Labor’s First Year in Government: Key Moments and Challenges Ahead
A year ago, Anthony Albanese claimed victory for the Labor Party in the federal election, marking the first change of government since 2013. Since then, the government has been working to implement its key election promises, including legislative changes and increased focus on international diplomacy. However, the past year has not been without its challenges, and the next 12 months may prove even more difficult. Here are some of the key moments from Labor’s first year in government and the challenges ahead.
In addition to legislative changes, the government has spent much of its first year on the global stage. Prime Minister Albanese and his senior team have made official visits to Japan, Indonesia, Europe, India, and the Pacific, among other destinations. The government’s increased presence in the Pacific aligns with its election promise to boost foreign aid and foster relationships to counter China’s rising influence in the region. The prime minister has also met with China’s President Xi Jinping on the sidelines of the G20 in Bali and flagged his intention to visit Beijing at the invitation of the Chinese government. Thawing relations with China have seen some early signs of progress, with tariffs on Australian barley and wine potentially being lifted.

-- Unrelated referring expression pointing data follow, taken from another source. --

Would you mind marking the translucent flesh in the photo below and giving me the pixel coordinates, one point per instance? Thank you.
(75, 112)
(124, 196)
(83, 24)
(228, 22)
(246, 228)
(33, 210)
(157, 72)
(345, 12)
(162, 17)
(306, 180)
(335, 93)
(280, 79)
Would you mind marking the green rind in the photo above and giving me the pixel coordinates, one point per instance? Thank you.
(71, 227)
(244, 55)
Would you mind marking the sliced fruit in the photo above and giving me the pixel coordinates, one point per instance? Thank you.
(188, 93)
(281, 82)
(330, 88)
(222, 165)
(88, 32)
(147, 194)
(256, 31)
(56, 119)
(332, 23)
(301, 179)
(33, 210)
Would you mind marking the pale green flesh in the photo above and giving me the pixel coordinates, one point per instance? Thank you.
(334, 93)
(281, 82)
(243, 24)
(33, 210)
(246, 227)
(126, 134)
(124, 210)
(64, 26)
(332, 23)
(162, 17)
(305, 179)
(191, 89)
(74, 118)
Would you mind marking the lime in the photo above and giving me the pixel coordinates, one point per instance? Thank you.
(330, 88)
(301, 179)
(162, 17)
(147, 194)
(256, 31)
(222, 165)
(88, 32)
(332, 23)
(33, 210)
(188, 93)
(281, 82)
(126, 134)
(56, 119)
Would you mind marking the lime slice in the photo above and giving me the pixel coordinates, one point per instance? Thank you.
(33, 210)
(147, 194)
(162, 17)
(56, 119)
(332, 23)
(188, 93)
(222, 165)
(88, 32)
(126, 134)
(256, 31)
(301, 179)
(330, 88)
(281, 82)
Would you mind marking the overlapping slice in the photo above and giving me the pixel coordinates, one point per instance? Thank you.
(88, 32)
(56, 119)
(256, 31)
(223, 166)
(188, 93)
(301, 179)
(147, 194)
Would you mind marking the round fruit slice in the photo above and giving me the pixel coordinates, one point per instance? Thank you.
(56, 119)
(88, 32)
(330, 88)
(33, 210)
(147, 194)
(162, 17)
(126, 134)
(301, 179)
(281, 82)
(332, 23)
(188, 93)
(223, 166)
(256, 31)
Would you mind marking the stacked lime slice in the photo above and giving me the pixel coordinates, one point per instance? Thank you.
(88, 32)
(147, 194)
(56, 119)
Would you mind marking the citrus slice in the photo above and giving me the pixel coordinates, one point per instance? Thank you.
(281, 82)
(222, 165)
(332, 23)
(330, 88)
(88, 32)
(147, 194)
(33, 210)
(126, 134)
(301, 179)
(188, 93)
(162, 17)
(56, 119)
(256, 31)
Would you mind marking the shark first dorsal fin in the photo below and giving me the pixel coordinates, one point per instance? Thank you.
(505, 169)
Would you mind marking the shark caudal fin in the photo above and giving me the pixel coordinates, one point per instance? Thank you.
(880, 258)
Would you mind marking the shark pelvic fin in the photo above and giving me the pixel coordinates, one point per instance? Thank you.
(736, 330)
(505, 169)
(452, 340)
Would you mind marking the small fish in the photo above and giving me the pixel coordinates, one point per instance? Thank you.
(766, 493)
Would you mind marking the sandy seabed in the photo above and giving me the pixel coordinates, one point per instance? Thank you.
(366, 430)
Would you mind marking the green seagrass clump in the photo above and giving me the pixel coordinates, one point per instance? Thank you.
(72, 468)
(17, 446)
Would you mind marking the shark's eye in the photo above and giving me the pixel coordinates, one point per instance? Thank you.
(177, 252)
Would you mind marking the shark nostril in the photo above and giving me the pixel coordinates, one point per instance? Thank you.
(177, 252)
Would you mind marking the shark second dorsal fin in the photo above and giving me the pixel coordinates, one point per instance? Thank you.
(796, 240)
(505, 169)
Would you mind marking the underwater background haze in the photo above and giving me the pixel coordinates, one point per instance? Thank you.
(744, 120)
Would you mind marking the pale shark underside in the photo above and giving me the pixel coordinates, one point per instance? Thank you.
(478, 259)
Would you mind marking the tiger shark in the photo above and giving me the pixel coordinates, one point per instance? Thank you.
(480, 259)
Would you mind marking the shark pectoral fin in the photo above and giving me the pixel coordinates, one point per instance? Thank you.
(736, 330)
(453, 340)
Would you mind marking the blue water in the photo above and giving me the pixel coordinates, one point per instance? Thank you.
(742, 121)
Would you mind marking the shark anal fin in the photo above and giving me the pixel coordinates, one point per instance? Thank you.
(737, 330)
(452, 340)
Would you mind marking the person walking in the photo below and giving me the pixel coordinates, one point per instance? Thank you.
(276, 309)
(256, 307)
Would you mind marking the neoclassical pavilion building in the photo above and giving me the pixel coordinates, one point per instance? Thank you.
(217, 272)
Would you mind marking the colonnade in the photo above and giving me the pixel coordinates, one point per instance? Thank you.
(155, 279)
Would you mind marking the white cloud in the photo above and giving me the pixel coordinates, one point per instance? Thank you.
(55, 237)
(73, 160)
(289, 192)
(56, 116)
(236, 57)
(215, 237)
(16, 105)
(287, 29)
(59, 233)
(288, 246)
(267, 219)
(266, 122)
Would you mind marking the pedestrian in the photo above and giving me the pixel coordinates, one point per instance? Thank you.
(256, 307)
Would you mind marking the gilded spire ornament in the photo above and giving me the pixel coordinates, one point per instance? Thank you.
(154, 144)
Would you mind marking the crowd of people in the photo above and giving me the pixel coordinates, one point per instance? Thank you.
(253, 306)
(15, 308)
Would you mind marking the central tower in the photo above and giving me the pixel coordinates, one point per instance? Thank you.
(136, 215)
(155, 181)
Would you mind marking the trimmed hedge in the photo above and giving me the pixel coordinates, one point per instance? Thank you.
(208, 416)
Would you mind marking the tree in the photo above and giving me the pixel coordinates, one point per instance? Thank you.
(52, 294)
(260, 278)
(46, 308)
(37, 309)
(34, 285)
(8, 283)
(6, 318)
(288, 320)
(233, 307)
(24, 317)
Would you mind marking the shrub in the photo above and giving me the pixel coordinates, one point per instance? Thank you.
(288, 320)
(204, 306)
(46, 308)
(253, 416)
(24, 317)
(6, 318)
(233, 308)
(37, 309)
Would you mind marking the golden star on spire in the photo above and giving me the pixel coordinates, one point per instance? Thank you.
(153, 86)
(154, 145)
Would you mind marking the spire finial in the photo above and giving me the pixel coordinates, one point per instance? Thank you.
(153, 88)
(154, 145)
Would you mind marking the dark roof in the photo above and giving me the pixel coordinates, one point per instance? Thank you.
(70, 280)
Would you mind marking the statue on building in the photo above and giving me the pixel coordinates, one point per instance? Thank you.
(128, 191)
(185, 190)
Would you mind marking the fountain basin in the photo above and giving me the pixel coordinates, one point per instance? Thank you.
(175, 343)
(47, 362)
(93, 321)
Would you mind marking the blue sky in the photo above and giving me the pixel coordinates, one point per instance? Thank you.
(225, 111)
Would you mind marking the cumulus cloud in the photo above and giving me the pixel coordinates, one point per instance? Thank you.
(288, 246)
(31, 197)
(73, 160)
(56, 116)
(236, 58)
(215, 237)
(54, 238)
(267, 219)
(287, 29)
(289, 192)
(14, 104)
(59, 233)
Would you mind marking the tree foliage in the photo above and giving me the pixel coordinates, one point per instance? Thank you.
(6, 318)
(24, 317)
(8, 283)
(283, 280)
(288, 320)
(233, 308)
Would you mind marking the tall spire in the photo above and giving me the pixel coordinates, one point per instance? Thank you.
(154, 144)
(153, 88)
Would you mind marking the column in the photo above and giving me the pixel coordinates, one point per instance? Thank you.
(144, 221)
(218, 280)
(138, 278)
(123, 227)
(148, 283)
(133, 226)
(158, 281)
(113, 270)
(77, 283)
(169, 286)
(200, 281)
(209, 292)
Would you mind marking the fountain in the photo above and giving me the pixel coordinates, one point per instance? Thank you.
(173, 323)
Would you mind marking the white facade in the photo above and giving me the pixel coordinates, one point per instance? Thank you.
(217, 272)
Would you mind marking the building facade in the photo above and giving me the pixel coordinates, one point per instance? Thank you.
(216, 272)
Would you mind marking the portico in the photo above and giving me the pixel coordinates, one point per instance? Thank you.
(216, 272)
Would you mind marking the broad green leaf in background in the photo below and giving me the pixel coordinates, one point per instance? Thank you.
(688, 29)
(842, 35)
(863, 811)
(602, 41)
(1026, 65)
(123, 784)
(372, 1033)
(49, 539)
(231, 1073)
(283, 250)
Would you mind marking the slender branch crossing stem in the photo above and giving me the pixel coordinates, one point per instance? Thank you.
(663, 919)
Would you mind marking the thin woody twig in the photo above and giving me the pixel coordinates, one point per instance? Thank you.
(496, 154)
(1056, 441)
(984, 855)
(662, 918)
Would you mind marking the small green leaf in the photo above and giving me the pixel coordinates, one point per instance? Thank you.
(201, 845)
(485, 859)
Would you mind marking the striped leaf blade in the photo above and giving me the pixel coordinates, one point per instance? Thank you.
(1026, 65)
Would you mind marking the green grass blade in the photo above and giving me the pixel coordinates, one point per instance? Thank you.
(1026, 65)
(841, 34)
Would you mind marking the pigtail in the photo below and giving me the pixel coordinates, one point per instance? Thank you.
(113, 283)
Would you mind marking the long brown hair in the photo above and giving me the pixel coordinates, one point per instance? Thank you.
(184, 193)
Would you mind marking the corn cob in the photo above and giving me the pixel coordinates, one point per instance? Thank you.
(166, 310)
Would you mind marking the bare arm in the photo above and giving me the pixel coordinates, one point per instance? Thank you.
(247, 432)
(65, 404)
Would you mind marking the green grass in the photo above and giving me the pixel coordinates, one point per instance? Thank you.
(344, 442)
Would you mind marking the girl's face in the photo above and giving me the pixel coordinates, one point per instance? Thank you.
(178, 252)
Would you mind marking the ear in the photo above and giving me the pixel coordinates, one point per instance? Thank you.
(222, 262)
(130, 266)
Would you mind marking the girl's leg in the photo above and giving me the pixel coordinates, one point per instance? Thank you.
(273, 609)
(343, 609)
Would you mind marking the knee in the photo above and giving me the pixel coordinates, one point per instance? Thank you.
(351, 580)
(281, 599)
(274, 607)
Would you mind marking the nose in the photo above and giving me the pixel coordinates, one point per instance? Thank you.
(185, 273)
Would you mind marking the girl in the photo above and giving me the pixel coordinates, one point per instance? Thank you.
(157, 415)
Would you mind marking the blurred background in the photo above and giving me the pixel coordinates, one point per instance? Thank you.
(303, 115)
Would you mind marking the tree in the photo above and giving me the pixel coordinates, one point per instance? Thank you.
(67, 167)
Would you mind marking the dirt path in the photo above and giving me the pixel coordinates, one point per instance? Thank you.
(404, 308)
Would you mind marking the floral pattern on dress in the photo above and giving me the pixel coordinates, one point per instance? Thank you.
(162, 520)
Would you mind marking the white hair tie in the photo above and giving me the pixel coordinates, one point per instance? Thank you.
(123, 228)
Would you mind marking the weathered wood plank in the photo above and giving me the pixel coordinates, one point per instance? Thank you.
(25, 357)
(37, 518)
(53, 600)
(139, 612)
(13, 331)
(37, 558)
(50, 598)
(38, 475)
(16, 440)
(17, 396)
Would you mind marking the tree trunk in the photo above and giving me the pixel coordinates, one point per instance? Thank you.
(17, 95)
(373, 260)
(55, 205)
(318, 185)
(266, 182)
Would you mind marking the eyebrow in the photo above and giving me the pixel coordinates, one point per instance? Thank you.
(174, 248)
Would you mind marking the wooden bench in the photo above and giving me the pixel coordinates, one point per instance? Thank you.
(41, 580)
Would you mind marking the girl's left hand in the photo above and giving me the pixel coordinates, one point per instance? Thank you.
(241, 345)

Policies Through Parliament
At home, the government has sought to legislate as many of its election commitments as possible. It has successfully legislated its emissions reductions targets of 43% by 2030 and net zero by 2050, as well as tightening the safeguard mechanism that imposes emissions limits on the country’s largest-polluting facilities. Legislation to establish the new National Anti-Corruption Commission (NACC) has also passed, with the NACC set to start from July 1. Changes to child care and plans to gradually introduce more generous Paid Parental Leave have also passed.
The past year has not been without its challenges, and the next 12 months may prove even more difficult. Rising inflation, interest rates, and cost-of-living pressures continue to hurt the bank balances of millions of Australians, and the government’s intervention in the energy market and targeted relief in the latest budget may not be enough. With a national housing crisis underway, the government is still facing an uphill battle on its centrepiece housing policy, with the Greens and Coalition joining forces to stop it passing in the Senate. The biggest item on the government’s agenda in the next year is the Voice to Parliament referendum, which will be held this year. It was another of the government’s central election commitments, and with the Coalition supporting the No campaign, each leader has staked a lot on the referendum’s outcome.
Labor’s first year in government has been marked by increased focus on international diplomacy and successful legislative changes. However, challenges such as rising inflation, interest rates, and cost-of-living pressures, as well as the housing crisis and the upcoming Voice to Parliament referendum, may make the next 12 months more difficult. The government will need to continue to work hard to implement its election promises and address these challenges to maintain its slim majority in the lower house.